Messagepar Camille AP » 02 Mars 2017, 16:34

Hugues Coussot et Marie-Hélène Billard sont installés en brebis laitières à Saint-Christophe-la-Grotte, en Chartreuse (73). Ils ont un troupeau de 130 Lacaunes et produisent yaourts, fromages et viande d'agneau. Ils ont conçu de nombreux outils pour équiper leur fromagerie au plus près de leurs besoins.


Contexte

Historique: La ferme des bergers du Beau Voir a été montée en 1994 par Muriel Coussot, rejoint rapidement par Hugues à mi-temps. Au début l'activité était centrée sur la fabrication de tommes, lactiques et yaourts, complétée en 2000 par la création d'un atelier de découpe permettant de faire de la viande d'agneaux. En 2006 Muriel quitte la structure pour se reconvertir vers une autre activité. Hugues continue avec des salariés et il est rejoint par Marie-Hélène en 2010 qui s'installe officiellement en 2013. L'arrivée d'un nouvel associé est prévue pour l'automne prochain, avec un projet de transformation de la viande d'agneau.

Un projet de construction d'une nouvelle bergerie est également en cours afin de déplacer la fromagerie dans la bergerie actuelle pour séparer la maison d'habitation de l'exploitation.

La ferme accueille également de nombreux stagiaires en phase d'installation, aspect important de l'activité pour permettre la transmission des savoirs et questionner le système et les outils existants.

Itinéraire technique: 18 ha dont 8 ha mécanisable et 10 ha de pâtures + location de près aux voisins.

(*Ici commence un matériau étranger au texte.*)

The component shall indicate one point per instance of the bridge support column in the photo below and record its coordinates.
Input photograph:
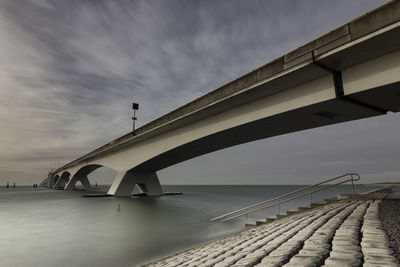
(83, 179)
(61, 182)
(125, 182)
(51, 177)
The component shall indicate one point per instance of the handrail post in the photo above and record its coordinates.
(250, 209)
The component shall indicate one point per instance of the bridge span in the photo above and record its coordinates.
(352, 72)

Vente de foins et achat de céréales. 130 brebis de race Lacaune mises à l'herbe du 15 mars au 15 avril. Le troupeau est divisé en deux, avec des mises bas en début et fin de saison. Les agneaux sont élevés sous la mère avec du foin et des granulés en complément, et sevrés à 1 mois soit ± 15 kg. Pendant ce premier mois les brebis passent quand même à la traite ce qui permet de surveiller et d'équilibrer leurs mamelles. Les agneaux sont élevés pour la viande et découpés sur place. Les brebis sont en mono-traite à ± 200 l par lactation. Le lait est transformé en yaourts, fromage blanc, tomme, lactiques, feta et sérac. Les agneaux sont découpés sur place et vendus au détail sur le marché.

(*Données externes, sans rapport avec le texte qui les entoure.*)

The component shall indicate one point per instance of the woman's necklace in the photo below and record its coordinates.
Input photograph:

Commercialisation: Vente directe sur le marché, en magasin de producteurs, via des commandes internet et chez un crémier. La vente directe est un moyen de s'impliquer par la rencontre et l'échange avec les clients.


Constructions

Tous les outils présentés ci-dessous ont été conçus par Hugues et réalisés par la chaudronnerie Rat-Patron située à Saint-Thibaud-de-Couz (73). La volonté de concevoir son propre matériel est une réponse à un besoin et une recherche d'outils les plus adaptés à l'activité de fromagerie développée sur place.

Presse à Tomme
Hugues utilisait à l'origine une presse à tomme classique, sur table, composée de deux bras et un point d'appui. Ce système fonctionnait bien mais n'était pas adapté à l'espace qu'il disposait dans sa fromagerie, il a donc réfléchi à un autre système de presse qui pourrait lui libérer de la place et optimiser l'espace de sa fromagerie. Il a voulu une presse simple d'usage et démontable afin de pouvoir la mettre dans la laveuse.
Il s'est inspiré d'une installation vue chez un berger-fromager dans les Pyrénées : une presse horizontale sur tubes avec un système de poulies et de contre poids. Une fois les plans conçus l'outil a été réalisé par la chaudronnerie Rat-Patron située à Saint-Thibaut-de-Coux.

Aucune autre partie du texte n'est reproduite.